And in so doing raised a good point. I remember having an exchange in the comments section on an AFP story back during the campaign with a city business owner/county resident, Brett Hayes, who raised a similar point, and agreeing with Hayes, as I do with Rodgers, that people who own businesses in the city and live outside the city limits have every right to have interests in the city’s elections.

But the efforts of the group led by Afton resident Roger Willets and Augusta County resident Dave Wolfe go a bit beyond having an interest in the city elections. According to what city resident John Lawrence told me last week, he was actively recruited and interviewed by the group as a possible candidate for the Ward B seat on city council. Now, think about what’s being said there. We’re not talking about a group that is looking for somebody to support from the sidelines. We’re talking money to run a campaign, and I imagine other logistical support, given that the core of this group has been doing this kind of thing for years in Waynesboro.
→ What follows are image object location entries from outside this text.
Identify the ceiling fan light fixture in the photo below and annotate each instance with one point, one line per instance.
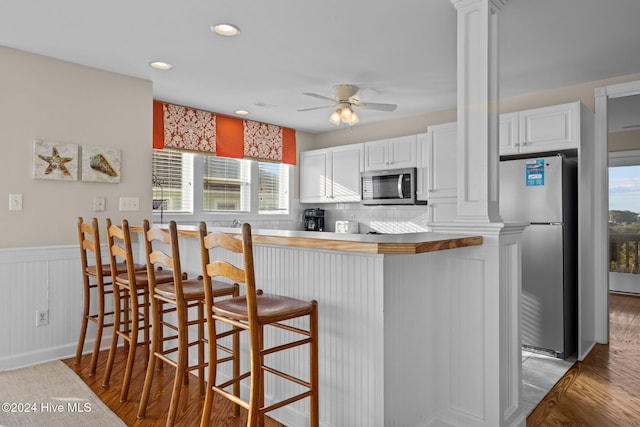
(160, 65)
(345, 114)
(227, 30)
(335, 117)
(354, 119)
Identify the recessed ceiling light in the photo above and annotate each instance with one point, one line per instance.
(227, 30)
(159, 65)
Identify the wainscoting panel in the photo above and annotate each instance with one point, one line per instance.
(32, 279)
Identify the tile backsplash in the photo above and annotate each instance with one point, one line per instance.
(381, 219)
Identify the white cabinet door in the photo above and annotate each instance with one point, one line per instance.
(540, 129)
(402, 152)
(508, 136)
(314, 168)
(331, 175)
(346, 165)
(394, 153)
(549, 128)
(444, 210)
(375, 153)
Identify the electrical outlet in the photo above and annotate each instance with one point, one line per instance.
(42, 317)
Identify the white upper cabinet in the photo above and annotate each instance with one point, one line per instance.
(393, 153)
(540, 129)
(331, 175)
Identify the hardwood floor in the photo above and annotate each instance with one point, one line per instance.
(604, 389)
(190, 400)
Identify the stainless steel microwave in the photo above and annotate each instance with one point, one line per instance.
(389, 187)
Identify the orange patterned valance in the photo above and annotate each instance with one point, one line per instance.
(185, 128)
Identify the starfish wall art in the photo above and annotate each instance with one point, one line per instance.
(55, 160)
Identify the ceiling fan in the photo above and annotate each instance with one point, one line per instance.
(347, 96)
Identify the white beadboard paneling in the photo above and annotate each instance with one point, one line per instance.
(467, 337)
(43, 278)
(410, 339)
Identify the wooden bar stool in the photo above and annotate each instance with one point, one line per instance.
(252, 313)
(180, 296)
(130, 302)
(93, 278)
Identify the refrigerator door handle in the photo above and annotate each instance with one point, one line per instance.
(400, 195)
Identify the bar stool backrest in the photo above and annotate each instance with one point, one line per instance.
(219, 268)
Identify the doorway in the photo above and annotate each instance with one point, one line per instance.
(598, 307)
(624, 222)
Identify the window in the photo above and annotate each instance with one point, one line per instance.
(226, 184)
(172, 181)
(199, 184)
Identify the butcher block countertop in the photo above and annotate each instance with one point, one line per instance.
(406, 243)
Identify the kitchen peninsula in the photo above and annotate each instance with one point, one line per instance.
(383, 304)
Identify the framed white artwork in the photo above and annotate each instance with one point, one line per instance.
(100, 164)
(55, 160)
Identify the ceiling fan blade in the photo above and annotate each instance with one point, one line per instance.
(378, 106)
(315, 95)
(315, 108)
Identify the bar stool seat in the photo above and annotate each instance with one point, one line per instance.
(271, 308)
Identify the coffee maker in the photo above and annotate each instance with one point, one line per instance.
(314, 219)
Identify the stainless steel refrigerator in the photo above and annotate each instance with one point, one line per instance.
(543, 191)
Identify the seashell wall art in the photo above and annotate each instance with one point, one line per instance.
(55, 160)
(100, 164)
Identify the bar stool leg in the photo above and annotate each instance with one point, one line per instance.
(85, 322)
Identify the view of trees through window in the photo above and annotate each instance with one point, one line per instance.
(624, 219)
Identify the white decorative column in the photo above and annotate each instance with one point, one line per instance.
(482, 383)
(478, 110)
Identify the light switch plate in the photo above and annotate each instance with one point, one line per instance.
(129, 204)
(15, 202)
(99, 204)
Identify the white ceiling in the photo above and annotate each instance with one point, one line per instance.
(401, 51)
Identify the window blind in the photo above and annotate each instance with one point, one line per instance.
(227, 184)
(172, 181)
(273, 193)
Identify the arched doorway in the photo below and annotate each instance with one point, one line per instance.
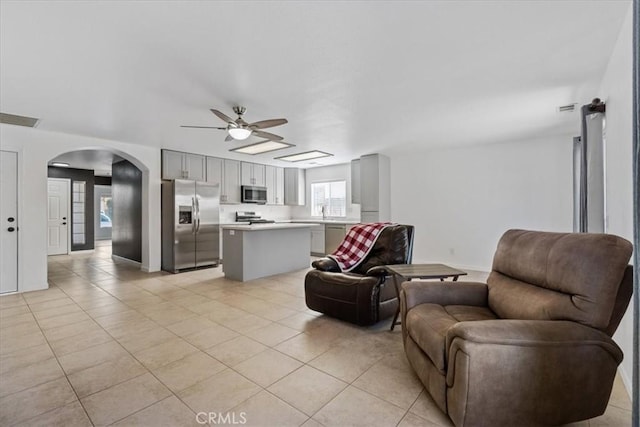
(106, 201)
To be clear, I’m not insinuating that there’s anything sinister simply in a group that is led by people who live outside the city trying to get a favored candidate elected to office. As I said above, I still believe they have every right to do what they want to do in light of how they have obvious interests as people doing business in the city. But we Waynesboro residents also have a right to know these people are, and more importantly what their motives are.

From Mr. Lawrence’s telling of his story, their motives in this election were clear. They wanted to fire the city manager. It is interesting that neither they nor their surrogates running as candidates on their behalf made this known publicly in advance of the election, even as they were well aware of their own plans to meet with the city manager to make this clear to him in the days following the election. And therein lies the rub.

The people of Waynesboro don’t get to go home at the end of the day to another locality that provides adequately for its school system, that values its infrastructure, and is willing to make necessary improvements in a timely (i.e. not 10 years after the state so orders) manner, that staffs its fire department and police department according to nationally accepted standards.

This is where we live; we can’t have our cake and eat it, too.

If the group that is now in effective control of our city had been transparent about what they wanted done, and the voters had endorsed their candidates, hey, that’s politics. But they weren’t, and now we have to slog through four years of whatever else we don’t know about what they want to do to our Waynesboro before we can change things for the better.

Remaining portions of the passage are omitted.